Bemærk
Adgang til denne side kræver godkendelse. Du kan prøve at logge på eller ændre mapper.
Adgang til denne side kræver godkendelse. Du kan prøve at ændre mapper.
Auto Loader can securely ingest data from external locations configured with Unity Catalog. To learn more about securely connecting storage with Unity Catalog, see Connect to cloud object storage using Unity Catalog. Auto Loader relies on Structured Streaming for incremental processing; for recommendations and limitations see Using Unity Catalog with Structured Streaming.
Note
In Databricks Runtime 11.3 LTS and above, you can use Auto Loader with either standard or dedicated access modes (formerly shared and single-user access modes).
Directory listing mode is supported by default. File notification mode is only supported on compute with dedicated access mode.

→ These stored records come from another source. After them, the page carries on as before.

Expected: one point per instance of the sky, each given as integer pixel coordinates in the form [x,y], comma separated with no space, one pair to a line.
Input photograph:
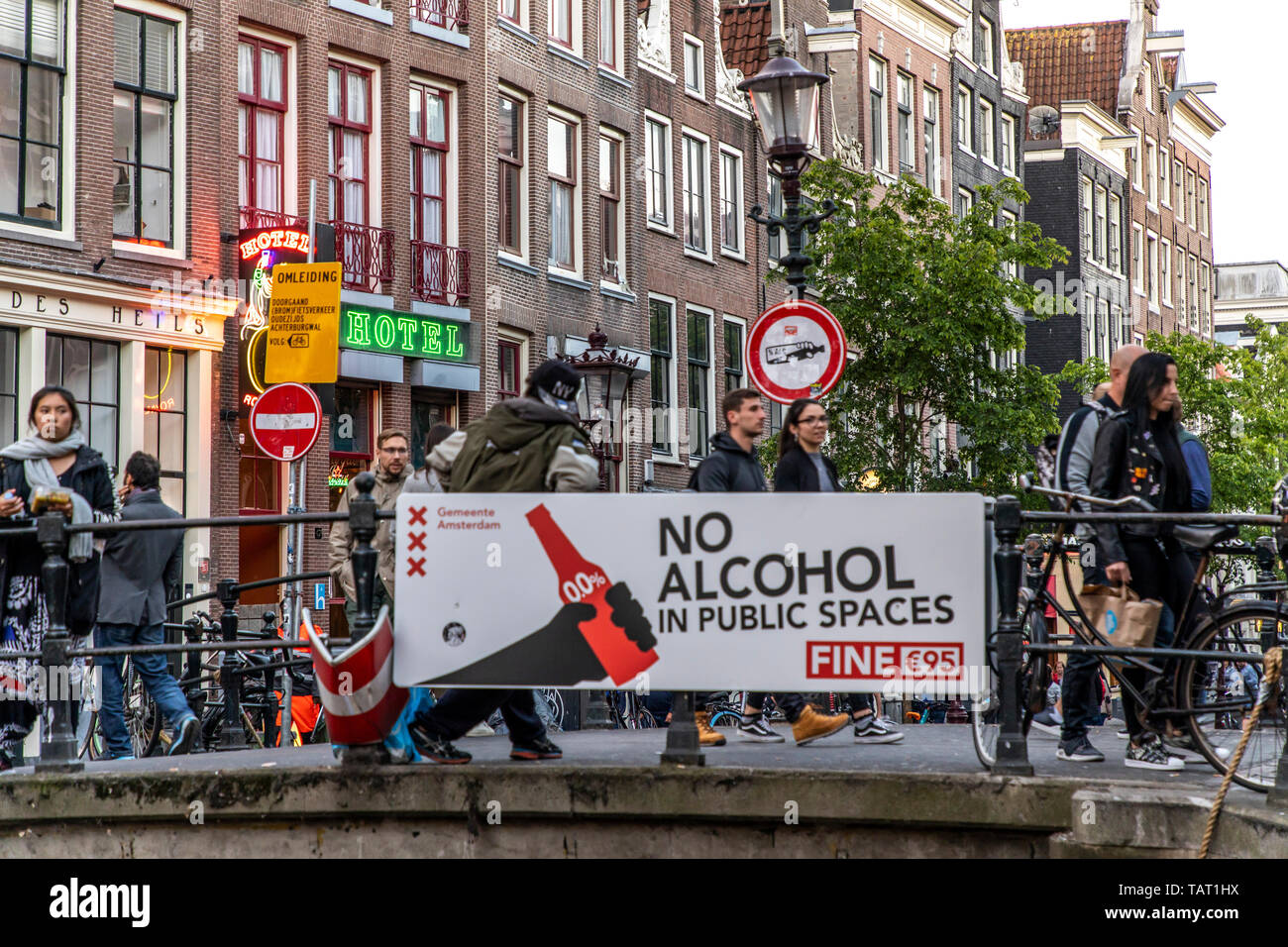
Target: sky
[1235,46]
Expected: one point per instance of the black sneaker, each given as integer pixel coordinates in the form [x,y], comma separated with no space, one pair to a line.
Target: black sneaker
[1078,750]
[436,748]
[185,735]
[539,749]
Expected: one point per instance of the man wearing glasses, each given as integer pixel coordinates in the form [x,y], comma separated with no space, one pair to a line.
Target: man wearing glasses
[390,471]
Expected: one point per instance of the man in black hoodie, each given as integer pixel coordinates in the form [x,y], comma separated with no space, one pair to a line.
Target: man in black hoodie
[733,468]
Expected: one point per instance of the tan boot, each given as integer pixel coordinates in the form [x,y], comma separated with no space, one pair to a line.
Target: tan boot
[811,725]
[707,735]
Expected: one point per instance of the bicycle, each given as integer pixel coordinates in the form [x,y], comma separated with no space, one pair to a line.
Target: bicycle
[1181,693]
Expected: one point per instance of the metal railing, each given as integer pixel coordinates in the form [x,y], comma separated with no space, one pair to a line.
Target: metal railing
[1013,758]
[439,273]
[368,254]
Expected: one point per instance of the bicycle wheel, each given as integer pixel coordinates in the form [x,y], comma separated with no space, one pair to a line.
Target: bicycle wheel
[986,715]
[142,716]
[1216,697]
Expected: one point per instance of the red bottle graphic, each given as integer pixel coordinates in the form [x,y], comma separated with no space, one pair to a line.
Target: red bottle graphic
[585,581]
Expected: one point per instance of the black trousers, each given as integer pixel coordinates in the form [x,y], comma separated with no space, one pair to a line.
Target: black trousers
[460,709]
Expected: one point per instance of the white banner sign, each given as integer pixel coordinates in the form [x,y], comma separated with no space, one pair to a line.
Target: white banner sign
[692,591]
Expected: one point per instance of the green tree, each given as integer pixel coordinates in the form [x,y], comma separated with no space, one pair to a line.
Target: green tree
[926,300]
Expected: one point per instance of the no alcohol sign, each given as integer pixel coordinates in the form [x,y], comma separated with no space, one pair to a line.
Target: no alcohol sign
[797,350]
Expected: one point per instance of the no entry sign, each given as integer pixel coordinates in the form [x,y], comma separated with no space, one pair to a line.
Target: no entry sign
[797,350]
[286,420]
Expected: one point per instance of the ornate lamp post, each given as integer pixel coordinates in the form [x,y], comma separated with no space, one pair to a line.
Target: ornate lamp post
[601,402]
[785,98]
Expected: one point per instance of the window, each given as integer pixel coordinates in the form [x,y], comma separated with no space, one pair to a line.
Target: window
[776,241]
[1116,252]
[1009,145]
[561,21]
[876,105]
[907,127]
[695,80]
[1102,231]
[986,131]
[735,375]
[509,371]
[1164,270]
[562,166]
[730,201]
[608,34]
[1153,270]
[1009,221]
[697,224]
[610,226]
[986,46]
[9,384]
[1150,172]
[428,110]
[661,330]
[657,179]
[1164,166]
[930,121]
[964,118]
[261,125]
[699,381]
[31,111]
[165,411]
[89,368]
[510,175]
[143,110]
[1137,269]
[349,127]
[1086,221]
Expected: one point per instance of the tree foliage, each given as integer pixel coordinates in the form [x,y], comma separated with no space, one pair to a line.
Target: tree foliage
[926,300]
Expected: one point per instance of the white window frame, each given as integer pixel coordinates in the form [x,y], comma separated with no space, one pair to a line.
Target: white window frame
[1115,234]
[965,120]
[668,171]
[178,134]
[715,423]
[692,42]
[1164,270]
[674,454]
[987,133]
[524,174]
[741,253]
[1009,145]
[686,132]
[622,208]
[578,191]
[67,150]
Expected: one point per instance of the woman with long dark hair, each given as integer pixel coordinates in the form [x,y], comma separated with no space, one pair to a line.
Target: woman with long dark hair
[804,470]
[65,474]
[1137,454]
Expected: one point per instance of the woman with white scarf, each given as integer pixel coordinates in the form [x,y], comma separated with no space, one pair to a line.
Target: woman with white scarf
[54,455]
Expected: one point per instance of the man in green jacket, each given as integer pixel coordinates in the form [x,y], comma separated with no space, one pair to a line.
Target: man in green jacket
[526,445]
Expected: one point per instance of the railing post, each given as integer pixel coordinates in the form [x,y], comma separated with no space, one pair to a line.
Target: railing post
[682,736]
[233,736]
[365,558]
[1013,751]
[56,751]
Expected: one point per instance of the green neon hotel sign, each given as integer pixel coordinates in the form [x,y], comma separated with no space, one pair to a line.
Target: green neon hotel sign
[403,334]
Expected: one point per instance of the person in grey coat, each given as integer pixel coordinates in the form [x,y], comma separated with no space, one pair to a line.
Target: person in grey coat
[138,567]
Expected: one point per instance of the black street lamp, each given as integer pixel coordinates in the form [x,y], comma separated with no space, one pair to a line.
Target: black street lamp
[785,98]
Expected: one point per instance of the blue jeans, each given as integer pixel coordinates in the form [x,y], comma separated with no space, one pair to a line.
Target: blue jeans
[156,678]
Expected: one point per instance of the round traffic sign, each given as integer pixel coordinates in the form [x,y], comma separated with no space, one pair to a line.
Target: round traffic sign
[284,420]
[797,350]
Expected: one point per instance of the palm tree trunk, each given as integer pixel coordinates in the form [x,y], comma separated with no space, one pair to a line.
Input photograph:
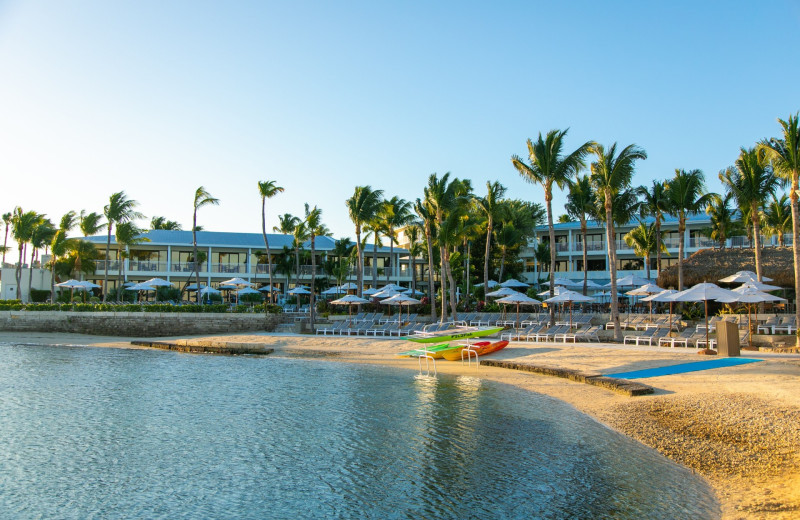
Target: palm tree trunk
[612,268]
[266,246]
[105,275]
[488,251]
[585,266]
[681,230]
[796,247]
[548,197]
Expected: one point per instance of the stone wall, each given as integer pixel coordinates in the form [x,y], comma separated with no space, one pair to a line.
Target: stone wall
[140,324]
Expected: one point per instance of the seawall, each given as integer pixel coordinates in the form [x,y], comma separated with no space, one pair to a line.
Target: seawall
[142,324]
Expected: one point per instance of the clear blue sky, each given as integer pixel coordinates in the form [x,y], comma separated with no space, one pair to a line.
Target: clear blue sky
[157,98]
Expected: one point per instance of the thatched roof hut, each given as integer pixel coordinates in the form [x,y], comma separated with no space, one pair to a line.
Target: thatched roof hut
[710,265]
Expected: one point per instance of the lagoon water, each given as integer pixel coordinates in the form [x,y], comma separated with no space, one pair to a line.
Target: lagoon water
[106,433]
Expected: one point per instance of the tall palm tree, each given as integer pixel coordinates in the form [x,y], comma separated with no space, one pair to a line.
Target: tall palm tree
[267,190]
[362,208]
[489,207]
[126,235]
[612,173]
[427,218]
[313,222]
[686,194]
[157,223]
[581,202]
[548,166]
[751,181]
[784,153]
[778,218]
[654,204]
[119,209]
[7,222]
[395,213]
[645,241]
[90,224]
[724,219]
[201,198]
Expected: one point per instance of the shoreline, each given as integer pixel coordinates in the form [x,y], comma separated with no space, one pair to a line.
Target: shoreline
[734,426]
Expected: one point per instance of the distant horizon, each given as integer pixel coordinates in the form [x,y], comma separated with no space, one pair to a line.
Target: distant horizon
[158,99]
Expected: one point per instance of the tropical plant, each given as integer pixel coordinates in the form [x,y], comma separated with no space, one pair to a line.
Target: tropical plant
[120,209]
[548,166]
[201,198]
[161,223]
[580,205]
[645,242]
[686,194]
[724,219]
[612,173]
[784,153]
[778,218]
[654,203]
[267,190]
[489,206]
[751,181]
[362,208]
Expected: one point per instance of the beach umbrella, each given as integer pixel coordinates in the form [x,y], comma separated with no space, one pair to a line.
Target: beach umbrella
[703,292]
[512,282]
[400,299]
[518,299]
[663,296]
[744,277]
[567,296]
[349,300]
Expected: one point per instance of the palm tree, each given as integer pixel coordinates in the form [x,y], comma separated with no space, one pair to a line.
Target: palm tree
[778,218]
[724,221]
[785,156]
[162,223]
[751,181]
[7,222]
[362,208]
[612,173]
[126,235]
[645,241]
[90,223]
[395,213]
[313,222]
[119,210]
[581,203]
[489,207]
[548,166]
[654,203]
[685,194]
[427,217]
[267,190]
[201,198]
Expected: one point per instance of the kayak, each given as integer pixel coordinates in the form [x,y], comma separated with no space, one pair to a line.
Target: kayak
[454,354]
[454,334]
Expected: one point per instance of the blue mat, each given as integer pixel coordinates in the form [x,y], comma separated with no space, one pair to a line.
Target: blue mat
[683,368]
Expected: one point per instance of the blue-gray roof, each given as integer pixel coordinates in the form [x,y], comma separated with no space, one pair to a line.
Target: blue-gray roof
[162,237]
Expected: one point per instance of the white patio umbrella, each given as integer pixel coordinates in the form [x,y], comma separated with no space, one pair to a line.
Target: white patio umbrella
[400,299]
[349,300]
[518,299]
[703,292]
[513,282]
[744,277]
[565,296]
[663,296]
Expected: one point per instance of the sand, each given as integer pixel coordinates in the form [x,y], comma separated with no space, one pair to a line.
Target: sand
[739,427]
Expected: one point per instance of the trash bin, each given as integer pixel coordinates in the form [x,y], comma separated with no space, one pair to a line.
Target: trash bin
[727,339]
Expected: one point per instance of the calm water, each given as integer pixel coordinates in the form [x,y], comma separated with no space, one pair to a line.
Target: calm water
[105,433]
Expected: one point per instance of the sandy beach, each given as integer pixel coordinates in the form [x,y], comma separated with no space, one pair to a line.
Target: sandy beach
[736,426]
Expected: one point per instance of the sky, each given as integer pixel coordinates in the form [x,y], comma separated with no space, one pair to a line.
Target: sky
[157,98]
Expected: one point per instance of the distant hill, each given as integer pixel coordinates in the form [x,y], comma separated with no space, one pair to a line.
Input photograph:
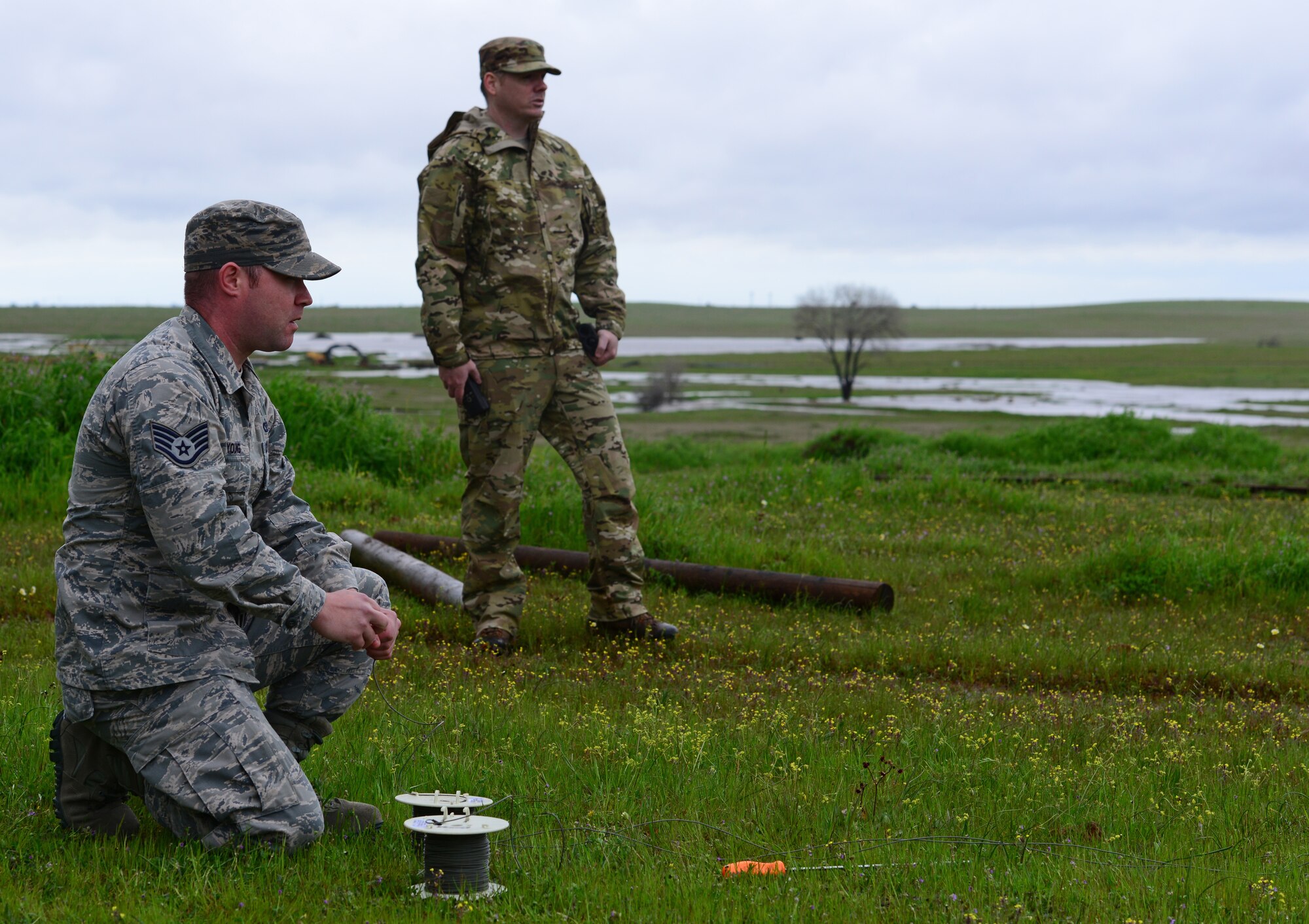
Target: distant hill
[1223,321]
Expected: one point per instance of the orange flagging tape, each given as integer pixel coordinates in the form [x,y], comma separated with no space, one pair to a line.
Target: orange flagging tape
[756,868]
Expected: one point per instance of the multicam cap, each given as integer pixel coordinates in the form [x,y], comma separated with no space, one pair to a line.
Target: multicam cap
[253,234]
[514,56]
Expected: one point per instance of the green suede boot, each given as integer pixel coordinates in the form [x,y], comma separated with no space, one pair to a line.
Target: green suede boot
[92,779]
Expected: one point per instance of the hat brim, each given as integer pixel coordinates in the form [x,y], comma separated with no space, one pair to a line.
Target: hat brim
[531,67]
[306,266]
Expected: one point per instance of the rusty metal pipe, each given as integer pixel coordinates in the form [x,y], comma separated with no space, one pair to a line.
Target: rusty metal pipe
[774,584]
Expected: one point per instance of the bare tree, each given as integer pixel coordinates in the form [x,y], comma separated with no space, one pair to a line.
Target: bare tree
[662,388]
[852,321]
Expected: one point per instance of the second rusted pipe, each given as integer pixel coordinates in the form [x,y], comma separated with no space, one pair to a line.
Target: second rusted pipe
[778,586]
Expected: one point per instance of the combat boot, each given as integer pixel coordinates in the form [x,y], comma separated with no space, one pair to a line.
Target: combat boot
[494,641]
[342,815]
[645,626]
[92,779]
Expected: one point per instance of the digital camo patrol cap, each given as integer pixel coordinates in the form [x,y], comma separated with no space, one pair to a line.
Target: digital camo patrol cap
[253,234]
[514,56]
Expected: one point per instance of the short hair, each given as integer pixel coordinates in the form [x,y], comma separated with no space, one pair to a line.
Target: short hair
[200,286]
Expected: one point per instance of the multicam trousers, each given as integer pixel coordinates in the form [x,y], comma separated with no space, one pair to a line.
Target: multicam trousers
[213,765]
[565,400]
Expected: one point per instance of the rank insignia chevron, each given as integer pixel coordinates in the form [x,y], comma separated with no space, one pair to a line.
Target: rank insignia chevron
[185,450]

Specify locations for Auto Loader resources for Unity Catalog
The Unity Catalog security model assumes that all storage locations referenced in a workload will be managed by Unity Catalog. Databricks recommends always storing checkpoint and schema evolution information in storage locations managed by Unity Catalog. Unity Catalog does not allow you to nest checkpoint or schema inference and evolution files under the table directory.
Ingest data from cloud storage using Unity Catalog
The following examples assume the executing user has READ FILES permissions on the external location, owner privileges on the target tables, and the following configurations and grants.
Note
Azure Data Lake Storage is the only Azure storage type supported by Unity Catalog.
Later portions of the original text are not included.